U.S. Pat. No. 3,456,555 patented Jul. 22, 1969 by L. E. Dunlap describes a guide for cutting tools having a flexible rubber guide track, triangular in cross section, attached to the top surface of the workpiece. A tool carriage has a first idler wheel and a second idler wheel on one side of the tool carriage. The second wheel is spaced apart and tandem on the guide track from the first wheel. A third idler wheel configured to roll directly on the top surface of the workpiece is mounted on the other side of the carriage lateral to the first and second wheels. Each of the first and second wheels has a circumferential groove in which the side walls of the groove fit the angled side walls of the top of the track. The tool is mounted on the carriage between the first and the third wheel.
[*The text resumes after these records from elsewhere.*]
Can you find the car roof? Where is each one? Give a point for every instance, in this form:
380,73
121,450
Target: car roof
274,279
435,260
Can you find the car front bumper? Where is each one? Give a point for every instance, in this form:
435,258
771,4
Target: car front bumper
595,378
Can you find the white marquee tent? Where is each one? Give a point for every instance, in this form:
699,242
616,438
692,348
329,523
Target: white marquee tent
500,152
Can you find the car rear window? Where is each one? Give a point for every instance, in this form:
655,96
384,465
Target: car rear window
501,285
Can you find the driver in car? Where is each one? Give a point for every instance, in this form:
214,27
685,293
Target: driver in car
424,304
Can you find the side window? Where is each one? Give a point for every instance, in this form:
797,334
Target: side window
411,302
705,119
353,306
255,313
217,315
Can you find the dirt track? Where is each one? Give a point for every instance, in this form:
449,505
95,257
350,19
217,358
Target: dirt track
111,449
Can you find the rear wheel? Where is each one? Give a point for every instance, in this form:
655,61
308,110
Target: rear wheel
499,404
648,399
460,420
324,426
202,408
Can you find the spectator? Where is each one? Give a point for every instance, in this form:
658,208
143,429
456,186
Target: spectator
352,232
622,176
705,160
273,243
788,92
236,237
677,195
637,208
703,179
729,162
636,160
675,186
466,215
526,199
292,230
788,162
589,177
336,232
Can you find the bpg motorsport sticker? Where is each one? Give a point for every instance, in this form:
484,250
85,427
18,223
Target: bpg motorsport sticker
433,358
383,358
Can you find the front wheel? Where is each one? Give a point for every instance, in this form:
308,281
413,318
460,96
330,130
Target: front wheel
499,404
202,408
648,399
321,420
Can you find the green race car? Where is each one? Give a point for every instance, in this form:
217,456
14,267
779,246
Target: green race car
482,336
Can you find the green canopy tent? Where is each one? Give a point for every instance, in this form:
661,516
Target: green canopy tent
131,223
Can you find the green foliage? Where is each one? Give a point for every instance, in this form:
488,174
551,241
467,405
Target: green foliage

U.S. Pat. No. 3,476,161 patented Nov. 4, 1969 by L. E. Dunlap describes a guide for a saw blade. A plate is mounted horizontally on the top surface of the work piece. A first idler wheel having a circumferential groove rests on a track mounted on the plate adjacent to a first side of the saw blade. The saw blade extends below an edge of the plate for cutting the work piece as the first wheel is moved along the track. The walls of the groove contact the track laterally to the length of the track. A drive motor for the saw extends laterally from the second side of the saw blade. An outrigger arm extends from the motor, laterally past the first idler wheel to a bracket that is mounted on the plate and is spaced from the first idler wheel. A second idler wheel that is mounted on the end of the idler arm distal from the first idler wheel bears upwardly against a downward facing surface of the bracket, the downward facing surface being spaced upward from the plate. The first idler wheel is forced down against the track by force of gravity by the weight of the motor wherein the track is the fulcrum pivot between the motor spaced from one side of the track and the bracket spaced from the other side of the track.
U.S. Pat. No. 3,259,021 patented Jul. 5, 1996 by J. S. Appleton et al. describes a carriage mounted on a rigid, elongate, flat ribbon track by first and second rollers each having an annular, parallel wall groove rolling on one edge of the track. The first and second rollers are held against the track by a third roller having an annular, parallel wall groove on the opposite edge of the track between the first and second rollers in staggered three point contact with the track. The first and second rollers are mounted on a first truck that is attached to the carriage by a pivot between the first and second rollers that is parallel on its axis to their axis. In another arrangement the first and second rollers on the pivoted truck are opposed by third and fourth rollers mounted on a second truck that is mounted on the carriage by a pivot between the third and fourth rollers that is parallel on its axis to their axis. The first and second rollers are drawn to the rigid ribbon track by force applied across the track through the pivots.